The identification of this new gene variant in a young Flemish boy initiated an international collaboration to understand its role in the human immune system. Using state-of-the-art technology present in the VIB-UGent Center for Inflammation Research together with in-house developed algorithms, the researchers were able to characterize the immune system of the patient at the single cell level.

 

At the same time, researchers in the Helmholtz Zentrum in München and the National University of Australia were trying to understand the role of mutations in Roquin-1 in mice suffering from immune disease. Comparing the results of the patient with those found in mice revealed both stunning parallels and intriguing differences, which helped to understand the development of this immune disease. These mouse models also allowed the researchers to test and validate alternative treatment options for this rare immune disease.

 

“The identification of a genetic defect in Roquin-1 by the genetic department of the Ghent university hospital was the start of a very challenging project. Only by teaming up with the research teams in VIB and experts on this particular gene in Germany and Australia, we were able to connect the dots, prove the role of this gene variant and provide insights how this resulted in disease” says Simon Tavernier, first author of this publication.

 

New insights in the origins of immune diseases


By identifying the role of Roquin-1 as a regulator of the human immune system, the researchers discovered a new mechanism how human immune disease can arise. Professor Heissmeyer (Helmholtz Zentrum, Germany) emphasizes the importance of these findings: “Our research will stimulate the scientific efforts to understand how Roquin-1 functions in the human immune system. It is likely that we will also find additional mutations in Roquin-1 in patients with other immune diseases such as autoimmunity.”
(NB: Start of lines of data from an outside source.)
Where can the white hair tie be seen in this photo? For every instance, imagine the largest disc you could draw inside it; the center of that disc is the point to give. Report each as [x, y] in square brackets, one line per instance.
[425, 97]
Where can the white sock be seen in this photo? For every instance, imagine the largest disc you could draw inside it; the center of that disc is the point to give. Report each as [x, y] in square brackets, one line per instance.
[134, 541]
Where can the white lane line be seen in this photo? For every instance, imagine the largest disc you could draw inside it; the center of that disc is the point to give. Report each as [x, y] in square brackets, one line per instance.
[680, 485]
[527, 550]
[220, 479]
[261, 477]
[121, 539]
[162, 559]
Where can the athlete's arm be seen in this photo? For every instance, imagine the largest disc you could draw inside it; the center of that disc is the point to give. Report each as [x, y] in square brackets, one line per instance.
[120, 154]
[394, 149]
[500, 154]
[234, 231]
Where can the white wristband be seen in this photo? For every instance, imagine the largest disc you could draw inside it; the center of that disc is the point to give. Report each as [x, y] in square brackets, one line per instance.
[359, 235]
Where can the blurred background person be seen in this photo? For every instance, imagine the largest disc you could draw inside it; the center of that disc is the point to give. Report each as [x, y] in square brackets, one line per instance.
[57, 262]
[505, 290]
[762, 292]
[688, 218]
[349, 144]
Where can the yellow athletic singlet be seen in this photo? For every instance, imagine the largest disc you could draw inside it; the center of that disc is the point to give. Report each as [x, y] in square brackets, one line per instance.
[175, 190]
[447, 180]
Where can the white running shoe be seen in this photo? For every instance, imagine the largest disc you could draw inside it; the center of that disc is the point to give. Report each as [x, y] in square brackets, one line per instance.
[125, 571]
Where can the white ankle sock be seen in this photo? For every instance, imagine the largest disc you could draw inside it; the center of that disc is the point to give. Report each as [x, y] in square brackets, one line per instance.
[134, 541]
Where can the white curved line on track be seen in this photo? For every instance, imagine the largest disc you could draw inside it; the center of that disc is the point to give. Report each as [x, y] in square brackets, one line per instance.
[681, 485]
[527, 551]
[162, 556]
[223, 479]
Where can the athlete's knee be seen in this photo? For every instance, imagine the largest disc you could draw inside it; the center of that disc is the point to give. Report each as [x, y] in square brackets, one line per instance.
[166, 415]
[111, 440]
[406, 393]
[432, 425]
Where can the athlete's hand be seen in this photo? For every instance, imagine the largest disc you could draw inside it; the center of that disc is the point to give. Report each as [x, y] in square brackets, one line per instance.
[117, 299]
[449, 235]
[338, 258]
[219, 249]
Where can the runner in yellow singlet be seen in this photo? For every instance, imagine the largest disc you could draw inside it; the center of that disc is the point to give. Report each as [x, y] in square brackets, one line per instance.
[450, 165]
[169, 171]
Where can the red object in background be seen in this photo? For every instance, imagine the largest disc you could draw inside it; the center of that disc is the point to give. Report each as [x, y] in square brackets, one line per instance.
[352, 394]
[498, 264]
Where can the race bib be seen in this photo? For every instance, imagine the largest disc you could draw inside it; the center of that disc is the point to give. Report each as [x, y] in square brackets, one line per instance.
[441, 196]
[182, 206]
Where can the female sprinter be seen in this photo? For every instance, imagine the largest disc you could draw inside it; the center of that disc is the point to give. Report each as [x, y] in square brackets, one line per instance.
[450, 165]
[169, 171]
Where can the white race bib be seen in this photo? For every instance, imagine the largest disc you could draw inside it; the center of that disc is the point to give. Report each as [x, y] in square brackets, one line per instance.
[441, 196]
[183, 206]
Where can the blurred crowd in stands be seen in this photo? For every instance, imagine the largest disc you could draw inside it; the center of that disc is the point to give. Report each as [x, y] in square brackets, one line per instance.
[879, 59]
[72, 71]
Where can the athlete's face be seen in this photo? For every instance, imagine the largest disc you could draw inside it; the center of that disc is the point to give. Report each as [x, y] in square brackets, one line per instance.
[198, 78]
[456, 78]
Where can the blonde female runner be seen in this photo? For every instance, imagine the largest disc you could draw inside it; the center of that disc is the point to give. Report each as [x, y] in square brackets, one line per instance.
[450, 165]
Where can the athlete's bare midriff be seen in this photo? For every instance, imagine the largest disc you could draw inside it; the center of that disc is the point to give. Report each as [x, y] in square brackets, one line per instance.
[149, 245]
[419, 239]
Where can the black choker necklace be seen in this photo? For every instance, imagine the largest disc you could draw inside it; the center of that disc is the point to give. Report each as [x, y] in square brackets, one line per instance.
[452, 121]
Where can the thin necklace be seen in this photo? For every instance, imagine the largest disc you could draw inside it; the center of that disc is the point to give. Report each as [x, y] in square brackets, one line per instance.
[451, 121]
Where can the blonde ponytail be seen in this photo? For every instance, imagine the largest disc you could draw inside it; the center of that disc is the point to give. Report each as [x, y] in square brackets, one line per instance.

How will these findings impact the life of the patient and other patients suffering from hyperinflammation? According to Dr. Patrick Verloo (University Hospital Gent), the clinician taking care of the patient, this will benefit the patients directly: “The identification of this new mutation might help us to diagnose the disease earlier and start a more suitable treatment.”

Prof. Filomeen Haerynck (Primary Immunodeficiency Research Lab, University Hospital Gent) also stresses the significance of the collaborative approach of the VIB Grand Challenge Program, combining the expertise of both clinicians and scientists to reveal the genetic causes underpinning these rare immune diseases. “This kind of translational research is of utmost importance. It is clear that only a profound understanding of the origins of these rare immune diseases will improve the diagnosis and care of these patients.”